While the gold and silver prices are following the euro, today should see a small rise in the gold price as the euro reaches $1.10 but no fireworks should be expected as markets wait for Monday’s Fed announcement. Fridays are usually the busiest time of the week for gold and silver prices, but with all waiting for the Fed, we may find that this Friday is very quiet. Many assumptions will be made about the Fed’s next moves and some speculators may well take positions ahead of their move. This promises to give all financial markets across the world a volatile week.
Once again, we saw no sales from the SPDR gold ETF and nothing from the Gold Trust, on Wednesday. The holdings of the two gold ETFs, the SPDR gold ETF and the Gold Trust remain at 634.63 tonnes in the SPDR gold ETF and at 157.07 in the Gold Trust.
Again we look forward to 2016 and look at the path of global currencies and gold.
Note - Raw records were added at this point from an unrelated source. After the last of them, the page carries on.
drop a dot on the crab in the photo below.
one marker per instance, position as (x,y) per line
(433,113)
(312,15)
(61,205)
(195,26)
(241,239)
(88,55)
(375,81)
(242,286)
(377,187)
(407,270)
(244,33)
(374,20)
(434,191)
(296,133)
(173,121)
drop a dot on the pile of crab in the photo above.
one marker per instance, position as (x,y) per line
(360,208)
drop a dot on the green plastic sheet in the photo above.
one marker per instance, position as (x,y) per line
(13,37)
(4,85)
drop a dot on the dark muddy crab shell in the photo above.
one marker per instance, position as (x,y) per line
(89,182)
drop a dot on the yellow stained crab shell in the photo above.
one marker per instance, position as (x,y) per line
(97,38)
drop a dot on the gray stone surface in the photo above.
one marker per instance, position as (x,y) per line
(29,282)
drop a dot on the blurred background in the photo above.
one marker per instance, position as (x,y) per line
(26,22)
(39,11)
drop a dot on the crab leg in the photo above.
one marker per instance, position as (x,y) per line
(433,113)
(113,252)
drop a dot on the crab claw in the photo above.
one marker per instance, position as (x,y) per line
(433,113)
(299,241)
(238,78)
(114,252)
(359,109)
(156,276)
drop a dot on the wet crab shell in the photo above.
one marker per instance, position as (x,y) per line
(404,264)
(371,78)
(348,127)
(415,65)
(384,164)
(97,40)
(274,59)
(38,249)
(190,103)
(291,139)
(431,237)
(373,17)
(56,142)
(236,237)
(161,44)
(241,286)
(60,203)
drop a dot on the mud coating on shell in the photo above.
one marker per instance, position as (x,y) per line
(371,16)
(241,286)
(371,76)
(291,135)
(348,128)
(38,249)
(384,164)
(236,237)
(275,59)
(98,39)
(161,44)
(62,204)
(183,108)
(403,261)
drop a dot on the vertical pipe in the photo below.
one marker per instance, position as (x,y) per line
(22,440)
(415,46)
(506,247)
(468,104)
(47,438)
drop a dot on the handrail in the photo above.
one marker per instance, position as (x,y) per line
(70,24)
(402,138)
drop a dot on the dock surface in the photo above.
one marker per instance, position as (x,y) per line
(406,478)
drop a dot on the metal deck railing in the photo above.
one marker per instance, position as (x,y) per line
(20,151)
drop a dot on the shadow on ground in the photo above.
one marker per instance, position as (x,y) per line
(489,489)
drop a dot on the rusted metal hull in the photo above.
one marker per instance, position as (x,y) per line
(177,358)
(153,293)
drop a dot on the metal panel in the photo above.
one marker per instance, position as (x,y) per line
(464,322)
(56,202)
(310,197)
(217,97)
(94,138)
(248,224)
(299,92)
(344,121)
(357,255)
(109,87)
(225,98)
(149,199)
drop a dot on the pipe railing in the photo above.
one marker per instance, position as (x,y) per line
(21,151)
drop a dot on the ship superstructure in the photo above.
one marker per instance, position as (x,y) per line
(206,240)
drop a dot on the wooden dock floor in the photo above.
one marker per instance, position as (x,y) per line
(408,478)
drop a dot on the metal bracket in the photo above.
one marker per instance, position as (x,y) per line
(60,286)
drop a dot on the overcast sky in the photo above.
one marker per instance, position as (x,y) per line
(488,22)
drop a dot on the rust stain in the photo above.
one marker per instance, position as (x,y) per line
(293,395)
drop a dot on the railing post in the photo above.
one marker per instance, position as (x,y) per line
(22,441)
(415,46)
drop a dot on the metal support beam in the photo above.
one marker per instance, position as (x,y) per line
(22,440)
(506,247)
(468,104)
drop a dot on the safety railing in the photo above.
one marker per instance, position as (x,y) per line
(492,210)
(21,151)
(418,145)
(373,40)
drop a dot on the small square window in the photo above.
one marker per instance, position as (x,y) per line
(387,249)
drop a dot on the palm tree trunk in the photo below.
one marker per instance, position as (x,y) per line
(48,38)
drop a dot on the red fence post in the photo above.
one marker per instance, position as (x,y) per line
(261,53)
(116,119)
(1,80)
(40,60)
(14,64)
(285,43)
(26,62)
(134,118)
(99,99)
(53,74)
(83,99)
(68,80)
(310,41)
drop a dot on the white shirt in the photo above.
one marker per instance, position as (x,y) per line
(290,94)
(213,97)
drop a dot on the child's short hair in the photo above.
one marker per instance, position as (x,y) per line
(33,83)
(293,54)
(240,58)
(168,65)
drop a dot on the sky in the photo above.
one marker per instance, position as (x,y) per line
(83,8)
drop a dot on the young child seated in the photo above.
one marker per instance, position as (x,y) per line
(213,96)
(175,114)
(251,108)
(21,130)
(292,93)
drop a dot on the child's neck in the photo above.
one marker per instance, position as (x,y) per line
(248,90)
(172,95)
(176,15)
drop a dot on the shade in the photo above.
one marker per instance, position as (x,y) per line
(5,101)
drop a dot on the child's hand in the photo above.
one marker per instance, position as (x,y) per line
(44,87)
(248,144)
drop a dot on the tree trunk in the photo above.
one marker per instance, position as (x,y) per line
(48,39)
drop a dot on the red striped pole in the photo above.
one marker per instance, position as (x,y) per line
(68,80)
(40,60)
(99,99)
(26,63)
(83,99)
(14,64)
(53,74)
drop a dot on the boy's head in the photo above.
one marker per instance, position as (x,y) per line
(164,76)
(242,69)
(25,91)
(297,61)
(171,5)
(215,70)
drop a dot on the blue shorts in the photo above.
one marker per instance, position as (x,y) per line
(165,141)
As this week has clearly shown gold is moving as a currency against different ones. So, where in 2016+? What we will say is that the interplay of exchange rates now has a direct impact on each country’s trade position in the global picture. While the G-20 may have agreed that they would not manipulate their exchange rates to gain a competitive advantage this has been happening on a broad front since then. But where were the start line and the finish lines for this agreement?
We see some central banks blatantly managing rates and using measures designed for their economies internally directly affecting their exchange rates. What a nearly 50-year journey from fixed exchange rates, to re- and de-valuations of different ones, to ‘floating’ rates to manipulated rates. What next? We note that countries don’t have friends, they have interests. If the journey continues, it is inevitable the gold will take a measure of value role in a multi-currency monetary system.